The spec.tls subtree is immutable post-create — flipping TLS on or off on an existing cluster is delete-and-recreate.

Image versions

spec.version in an EtcdCluster becomes quay.io/coreos/etcd:v<version>. The image repository is hard-coded in controllers/helpers.go:EtcdImage. Override it by patching the operator image with your own registry/repo if you mirror etcd internally.

The spec.version examples throughout these docs use 3.6.x, to match the etcdutl bundled in the operator image: spec.bootstrap.restore requires spec.version and that etcdutl to share a minor (see the restore runbook).

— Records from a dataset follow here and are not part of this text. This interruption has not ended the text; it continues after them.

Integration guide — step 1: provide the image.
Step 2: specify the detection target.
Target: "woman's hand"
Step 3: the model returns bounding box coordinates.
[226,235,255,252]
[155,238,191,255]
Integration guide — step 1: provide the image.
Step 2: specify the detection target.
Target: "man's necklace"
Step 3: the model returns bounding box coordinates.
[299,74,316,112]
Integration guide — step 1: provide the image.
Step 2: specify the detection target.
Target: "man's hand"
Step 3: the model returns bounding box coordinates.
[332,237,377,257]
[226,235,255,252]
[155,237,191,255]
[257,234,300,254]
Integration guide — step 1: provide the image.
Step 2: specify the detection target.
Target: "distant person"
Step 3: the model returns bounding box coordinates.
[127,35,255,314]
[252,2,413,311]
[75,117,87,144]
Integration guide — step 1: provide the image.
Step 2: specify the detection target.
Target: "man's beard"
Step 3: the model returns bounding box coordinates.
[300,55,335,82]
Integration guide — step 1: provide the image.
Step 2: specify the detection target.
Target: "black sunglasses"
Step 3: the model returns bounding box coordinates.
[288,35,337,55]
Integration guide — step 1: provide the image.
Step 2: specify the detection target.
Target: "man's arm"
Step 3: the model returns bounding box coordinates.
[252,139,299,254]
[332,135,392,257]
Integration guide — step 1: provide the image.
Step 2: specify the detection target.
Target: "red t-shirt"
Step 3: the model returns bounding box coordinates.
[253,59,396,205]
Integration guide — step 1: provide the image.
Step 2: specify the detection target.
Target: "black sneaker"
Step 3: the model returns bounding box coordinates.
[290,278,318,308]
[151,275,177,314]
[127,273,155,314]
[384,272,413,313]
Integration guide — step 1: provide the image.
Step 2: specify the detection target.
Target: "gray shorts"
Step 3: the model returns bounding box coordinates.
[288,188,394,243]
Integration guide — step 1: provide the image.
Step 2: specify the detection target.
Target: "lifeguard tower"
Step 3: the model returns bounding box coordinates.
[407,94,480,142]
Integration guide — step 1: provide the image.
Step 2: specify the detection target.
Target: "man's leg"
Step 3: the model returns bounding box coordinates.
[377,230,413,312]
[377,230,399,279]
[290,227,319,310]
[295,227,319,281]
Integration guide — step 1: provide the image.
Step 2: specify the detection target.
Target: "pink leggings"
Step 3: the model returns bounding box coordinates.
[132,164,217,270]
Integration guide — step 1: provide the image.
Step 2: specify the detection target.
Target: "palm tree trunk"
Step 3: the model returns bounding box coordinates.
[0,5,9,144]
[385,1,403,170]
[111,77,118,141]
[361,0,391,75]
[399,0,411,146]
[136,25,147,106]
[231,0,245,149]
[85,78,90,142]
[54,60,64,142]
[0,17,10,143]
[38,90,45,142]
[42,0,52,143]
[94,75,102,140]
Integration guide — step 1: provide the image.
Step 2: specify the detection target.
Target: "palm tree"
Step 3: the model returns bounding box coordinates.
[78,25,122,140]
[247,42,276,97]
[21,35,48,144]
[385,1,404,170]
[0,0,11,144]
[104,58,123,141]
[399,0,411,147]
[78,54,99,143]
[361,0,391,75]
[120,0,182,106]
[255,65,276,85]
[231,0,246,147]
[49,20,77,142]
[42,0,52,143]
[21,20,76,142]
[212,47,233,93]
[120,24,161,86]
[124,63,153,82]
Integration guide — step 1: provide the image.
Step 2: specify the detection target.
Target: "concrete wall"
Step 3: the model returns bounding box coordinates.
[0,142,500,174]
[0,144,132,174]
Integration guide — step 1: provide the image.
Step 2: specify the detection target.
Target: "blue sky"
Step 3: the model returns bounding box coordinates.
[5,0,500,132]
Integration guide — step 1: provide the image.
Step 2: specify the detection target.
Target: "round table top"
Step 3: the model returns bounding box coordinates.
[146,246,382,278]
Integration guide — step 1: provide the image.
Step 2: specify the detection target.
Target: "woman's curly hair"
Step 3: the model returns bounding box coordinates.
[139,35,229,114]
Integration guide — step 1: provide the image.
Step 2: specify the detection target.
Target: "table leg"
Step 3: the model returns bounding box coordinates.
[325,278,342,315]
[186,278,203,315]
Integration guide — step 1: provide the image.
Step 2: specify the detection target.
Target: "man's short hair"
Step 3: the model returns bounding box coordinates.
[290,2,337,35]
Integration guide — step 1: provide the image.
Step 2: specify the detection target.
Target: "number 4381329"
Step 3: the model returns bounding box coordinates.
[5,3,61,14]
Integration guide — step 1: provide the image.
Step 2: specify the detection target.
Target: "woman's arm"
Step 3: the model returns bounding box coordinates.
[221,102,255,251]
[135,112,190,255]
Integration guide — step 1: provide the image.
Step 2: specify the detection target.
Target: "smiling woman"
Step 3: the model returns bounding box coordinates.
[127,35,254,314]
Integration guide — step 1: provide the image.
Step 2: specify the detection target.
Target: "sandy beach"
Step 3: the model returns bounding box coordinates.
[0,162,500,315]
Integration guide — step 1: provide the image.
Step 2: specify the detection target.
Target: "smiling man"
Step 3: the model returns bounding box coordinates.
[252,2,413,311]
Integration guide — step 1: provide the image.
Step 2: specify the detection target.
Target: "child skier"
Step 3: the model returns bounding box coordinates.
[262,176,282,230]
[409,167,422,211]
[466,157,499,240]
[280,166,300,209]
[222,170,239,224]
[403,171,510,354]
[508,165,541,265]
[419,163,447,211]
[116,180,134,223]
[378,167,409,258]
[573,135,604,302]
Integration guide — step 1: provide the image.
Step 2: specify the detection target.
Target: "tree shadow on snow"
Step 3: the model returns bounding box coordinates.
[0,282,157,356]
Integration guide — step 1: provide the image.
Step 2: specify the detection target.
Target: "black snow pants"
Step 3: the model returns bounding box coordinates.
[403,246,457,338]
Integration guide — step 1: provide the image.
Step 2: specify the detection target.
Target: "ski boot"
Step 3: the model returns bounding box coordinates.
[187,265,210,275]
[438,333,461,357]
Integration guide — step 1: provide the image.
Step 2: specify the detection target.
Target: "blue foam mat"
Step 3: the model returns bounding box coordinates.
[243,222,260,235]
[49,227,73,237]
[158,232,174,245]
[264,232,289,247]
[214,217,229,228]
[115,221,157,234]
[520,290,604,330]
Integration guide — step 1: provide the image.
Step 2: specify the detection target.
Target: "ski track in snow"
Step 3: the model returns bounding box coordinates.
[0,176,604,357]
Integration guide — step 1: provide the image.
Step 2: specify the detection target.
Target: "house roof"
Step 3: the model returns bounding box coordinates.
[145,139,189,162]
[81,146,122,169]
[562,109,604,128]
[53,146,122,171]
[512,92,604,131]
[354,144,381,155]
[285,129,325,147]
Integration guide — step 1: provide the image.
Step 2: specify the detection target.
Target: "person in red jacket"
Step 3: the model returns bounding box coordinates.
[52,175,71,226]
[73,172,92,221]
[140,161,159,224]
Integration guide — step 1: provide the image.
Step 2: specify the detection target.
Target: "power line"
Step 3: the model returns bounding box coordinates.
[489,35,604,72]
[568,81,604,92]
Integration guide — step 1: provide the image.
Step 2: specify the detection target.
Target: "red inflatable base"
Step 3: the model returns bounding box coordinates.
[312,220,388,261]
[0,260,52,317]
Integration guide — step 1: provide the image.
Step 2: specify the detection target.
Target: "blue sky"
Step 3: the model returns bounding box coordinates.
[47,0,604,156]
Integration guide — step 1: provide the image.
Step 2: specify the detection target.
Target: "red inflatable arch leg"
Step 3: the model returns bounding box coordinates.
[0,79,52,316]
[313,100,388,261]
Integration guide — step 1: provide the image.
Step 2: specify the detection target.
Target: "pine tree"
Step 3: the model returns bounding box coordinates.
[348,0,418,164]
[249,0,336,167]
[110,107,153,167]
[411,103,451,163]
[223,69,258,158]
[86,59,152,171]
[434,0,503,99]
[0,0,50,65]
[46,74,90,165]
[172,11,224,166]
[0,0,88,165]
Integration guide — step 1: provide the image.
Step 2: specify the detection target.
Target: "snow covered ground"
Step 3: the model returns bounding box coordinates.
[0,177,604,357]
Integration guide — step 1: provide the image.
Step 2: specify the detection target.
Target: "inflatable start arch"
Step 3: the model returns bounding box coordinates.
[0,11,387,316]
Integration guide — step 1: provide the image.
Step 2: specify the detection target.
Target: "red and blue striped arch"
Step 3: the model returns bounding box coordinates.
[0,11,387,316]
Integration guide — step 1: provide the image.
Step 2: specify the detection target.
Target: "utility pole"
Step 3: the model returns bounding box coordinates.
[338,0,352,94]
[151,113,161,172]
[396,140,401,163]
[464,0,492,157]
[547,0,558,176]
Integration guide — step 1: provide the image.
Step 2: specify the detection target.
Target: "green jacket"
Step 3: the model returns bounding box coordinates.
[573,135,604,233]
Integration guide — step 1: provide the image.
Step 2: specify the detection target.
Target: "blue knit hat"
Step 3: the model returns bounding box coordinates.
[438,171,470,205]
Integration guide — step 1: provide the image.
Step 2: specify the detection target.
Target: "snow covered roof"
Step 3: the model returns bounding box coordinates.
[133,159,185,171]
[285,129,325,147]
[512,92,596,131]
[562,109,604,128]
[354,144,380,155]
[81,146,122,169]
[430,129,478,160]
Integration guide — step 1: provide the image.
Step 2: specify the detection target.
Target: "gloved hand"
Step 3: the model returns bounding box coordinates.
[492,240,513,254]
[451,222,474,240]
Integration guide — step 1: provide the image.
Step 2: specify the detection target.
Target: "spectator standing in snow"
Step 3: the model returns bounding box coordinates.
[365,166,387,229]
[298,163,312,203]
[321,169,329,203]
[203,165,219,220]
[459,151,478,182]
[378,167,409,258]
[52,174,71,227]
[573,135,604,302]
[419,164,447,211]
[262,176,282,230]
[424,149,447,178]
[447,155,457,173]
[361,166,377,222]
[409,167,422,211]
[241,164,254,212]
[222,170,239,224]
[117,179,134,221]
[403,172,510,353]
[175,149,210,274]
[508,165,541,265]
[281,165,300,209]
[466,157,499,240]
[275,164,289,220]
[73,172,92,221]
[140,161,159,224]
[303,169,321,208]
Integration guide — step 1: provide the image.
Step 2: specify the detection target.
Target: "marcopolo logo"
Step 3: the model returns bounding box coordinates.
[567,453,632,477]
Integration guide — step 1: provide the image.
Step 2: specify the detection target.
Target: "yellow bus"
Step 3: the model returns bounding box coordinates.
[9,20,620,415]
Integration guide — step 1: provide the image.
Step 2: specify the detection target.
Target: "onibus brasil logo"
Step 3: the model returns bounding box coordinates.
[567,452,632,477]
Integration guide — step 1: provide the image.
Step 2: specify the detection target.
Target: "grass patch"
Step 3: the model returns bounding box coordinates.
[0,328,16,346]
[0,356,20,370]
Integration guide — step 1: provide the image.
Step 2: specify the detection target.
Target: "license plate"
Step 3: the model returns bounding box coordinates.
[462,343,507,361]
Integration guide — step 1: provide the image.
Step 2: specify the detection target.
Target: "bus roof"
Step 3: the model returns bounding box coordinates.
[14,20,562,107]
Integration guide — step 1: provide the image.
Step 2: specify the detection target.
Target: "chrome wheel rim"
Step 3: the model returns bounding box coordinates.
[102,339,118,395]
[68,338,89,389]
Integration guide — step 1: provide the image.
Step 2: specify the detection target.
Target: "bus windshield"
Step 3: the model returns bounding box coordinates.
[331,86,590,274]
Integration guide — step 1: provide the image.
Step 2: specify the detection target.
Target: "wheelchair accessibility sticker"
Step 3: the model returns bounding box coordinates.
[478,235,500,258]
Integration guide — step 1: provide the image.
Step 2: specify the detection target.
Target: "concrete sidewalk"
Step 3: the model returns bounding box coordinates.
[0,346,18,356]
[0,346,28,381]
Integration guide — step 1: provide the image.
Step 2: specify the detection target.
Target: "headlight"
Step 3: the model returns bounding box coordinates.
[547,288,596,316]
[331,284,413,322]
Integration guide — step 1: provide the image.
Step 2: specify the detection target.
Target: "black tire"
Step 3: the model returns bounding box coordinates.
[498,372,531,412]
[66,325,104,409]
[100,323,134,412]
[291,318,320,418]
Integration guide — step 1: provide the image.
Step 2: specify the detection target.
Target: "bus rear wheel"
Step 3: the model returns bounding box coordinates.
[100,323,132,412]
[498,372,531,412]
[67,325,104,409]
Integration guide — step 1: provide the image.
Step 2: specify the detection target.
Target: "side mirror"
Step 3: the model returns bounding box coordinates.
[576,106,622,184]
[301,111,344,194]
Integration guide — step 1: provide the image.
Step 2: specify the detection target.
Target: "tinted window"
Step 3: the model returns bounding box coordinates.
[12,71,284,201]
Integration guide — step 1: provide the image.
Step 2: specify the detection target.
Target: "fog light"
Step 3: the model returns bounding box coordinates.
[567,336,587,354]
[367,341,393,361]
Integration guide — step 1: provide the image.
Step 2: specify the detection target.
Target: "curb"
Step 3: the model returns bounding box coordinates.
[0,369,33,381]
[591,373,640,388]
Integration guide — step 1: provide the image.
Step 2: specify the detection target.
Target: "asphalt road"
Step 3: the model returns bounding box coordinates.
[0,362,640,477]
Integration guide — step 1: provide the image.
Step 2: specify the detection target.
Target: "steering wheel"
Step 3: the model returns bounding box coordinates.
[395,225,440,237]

The operator's etcd client is v3.6.x and is wire-compatible with 3.5.x servers, so a cluster you never restore into can still run 3.5.x — but to back up and restore on the same version, run 3.6.x.

Operator's own toolchain (relevant when building from source):

Component Version
Go 1.25.10
controller-runtime v0.21
k8s.io/api, k8s.io/client-go v0.33
controller-gen v0.18.0
Helm (install/render the chart) v3.16+
etcd client (go.etcd.io/etcd/client/v3) v3.6.11
Kubebuilder layout v4

All pinned in go.mod, Dockerfile, and Makefile.

RBAC

The operator runs as a ClusterRole — it needs to watch EtcdCluster and EtcdMember across all namespaces, plus create/delete the per-member Pods, PVCs, and Services in each user namespace. The rules are generated from the +kubebuilder:rbac markers (by make manifests) into charts/etcd-operator/files/manager-role-rules.yaml and pulled into the chart's templated ClusterRole — don't hand-edit; edit the markers and regenerate.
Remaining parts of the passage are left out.